Visit Finland is offering a 4-day 'Masterclass of Happiness' to uncover the secrets of Finnish joy, taking place in the Finnish Lakeland region from June 12 to 15.
For the last five years, Finland has been rated as one of the happiest countries worldwide. Most countries measure progress by their Gross Domestic Product (GDP), but it doesn't really account for the happiness and well-being of the country's people. The World Happiness Report takes into account the happy factor and for the 6th year in a row, Finland is the world’s happiest country, reported CNN. A lot of factors that go into living a happy life include access to housing, food, healthcare and access to capital among many other things. However, outside of these factors, there is also a personal approach that can help attain inner peace and happiness. In an effort to spread these secrets, "Visit Finland" is offering a four-day seminar titled “Masterclass of Happiness” at the Kuru Resort in the Finnish Lakeland region. From June 12 to 15, ten lucky travelers will be given the opportunity to unlock their “inner Finn” and learn how to live a balanced lifestyle.

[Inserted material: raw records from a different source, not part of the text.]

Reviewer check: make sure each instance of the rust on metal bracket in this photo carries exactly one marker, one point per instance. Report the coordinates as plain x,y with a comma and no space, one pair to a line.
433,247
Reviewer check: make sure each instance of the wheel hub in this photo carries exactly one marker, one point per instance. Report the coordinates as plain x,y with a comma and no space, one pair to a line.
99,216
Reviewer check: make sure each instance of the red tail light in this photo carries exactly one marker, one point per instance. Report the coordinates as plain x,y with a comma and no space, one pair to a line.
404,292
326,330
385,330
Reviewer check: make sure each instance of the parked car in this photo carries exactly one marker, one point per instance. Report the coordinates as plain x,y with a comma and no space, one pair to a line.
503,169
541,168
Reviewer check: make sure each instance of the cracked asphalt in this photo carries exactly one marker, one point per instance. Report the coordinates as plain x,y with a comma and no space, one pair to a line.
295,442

So, why are the 5.5 million Finns so content, or what is the core reason behind it? According to Heli Jimenez, Senior Director at Business Finland, a government organization that promotes trade and travel, it could be due to the Finns’ intimate relationship with nature and their grounded lifestyle. Jimenez further explains that happiness is “not some mystical state, but a skill that can be learned and shared.”
As reported by Smithsonian Magazine, individuals or pairs can apply online on their official website through April 2. Applications involve submitting an online form and then creating a TikTok or Instagram post showing why they “may secretly be a Finn” and why they would like to participate in the Masterclass. Those who do not manage to get a spot in the in-person course will have access to the class online in the summer.

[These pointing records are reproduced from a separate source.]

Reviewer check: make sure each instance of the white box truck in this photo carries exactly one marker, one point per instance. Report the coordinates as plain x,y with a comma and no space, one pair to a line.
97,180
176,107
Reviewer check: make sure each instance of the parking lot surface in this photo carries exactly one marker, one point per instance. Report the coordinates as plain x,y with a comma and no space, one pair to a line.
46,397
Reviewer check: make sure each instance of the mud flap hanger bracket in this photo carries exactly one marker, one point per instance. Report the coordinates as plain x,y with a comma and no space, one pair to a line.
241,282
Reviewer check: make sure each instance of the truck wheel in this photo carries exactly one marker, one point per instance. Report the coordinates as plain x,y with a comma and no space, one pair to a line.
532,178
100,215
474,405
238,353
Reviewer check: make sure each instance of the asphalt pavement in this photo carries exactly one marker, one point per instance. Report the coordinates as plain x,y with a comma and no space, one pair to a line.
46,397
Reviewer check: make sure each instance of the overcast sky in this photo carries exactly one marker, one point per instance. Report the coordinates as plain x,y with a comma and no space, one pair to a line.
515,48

The World Happiness Report is conducted by the United Nations’ Sustainable Development Solutions Network. It is based on responses to international Gallup surveys, which use a “Cantril ladder” scale to measure the quality of life on a scale from 0 to 10, where zero is the worst possible life and ten is the best.

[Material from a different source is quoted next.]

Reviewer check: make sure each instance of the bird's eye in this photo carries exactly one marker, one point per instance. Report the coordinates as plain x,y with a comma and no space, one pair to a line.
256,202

This year marks the tenth anniversary of the annual World Happiness Report, which attempts to explain why people in some countries are happier than those in others. The report is based on six metrics: gross domestic product (GDP), life expectancy, generosity, social support, freedom, and corruption. The most recent report, from 2022, used data collected between 2019 and 2021. Finland topped the list, and Denmark, Iceland, Switzerland, the Netherlands, Luxembourg, Sweden and Norway rounded out the top ten. The United States, by comparison, came in at 16th place.
Moreover, the report also showed that, in 2021, despite the global pandemic, acts of kindness, such as donations, volunteering, and helping strangers, have increased around the world. Jeffrey Sachs, the director of the Center for Sustainable Development at Columbia University, remarked, “The lesson of the World Happiness Report over the years is that social support, generosity to one another and honesty in government are crucial for well-being. World leaders should take heed. Politics should be directed as the great sages long ago insisted: to the well-being of the people, not the power of the rulers.”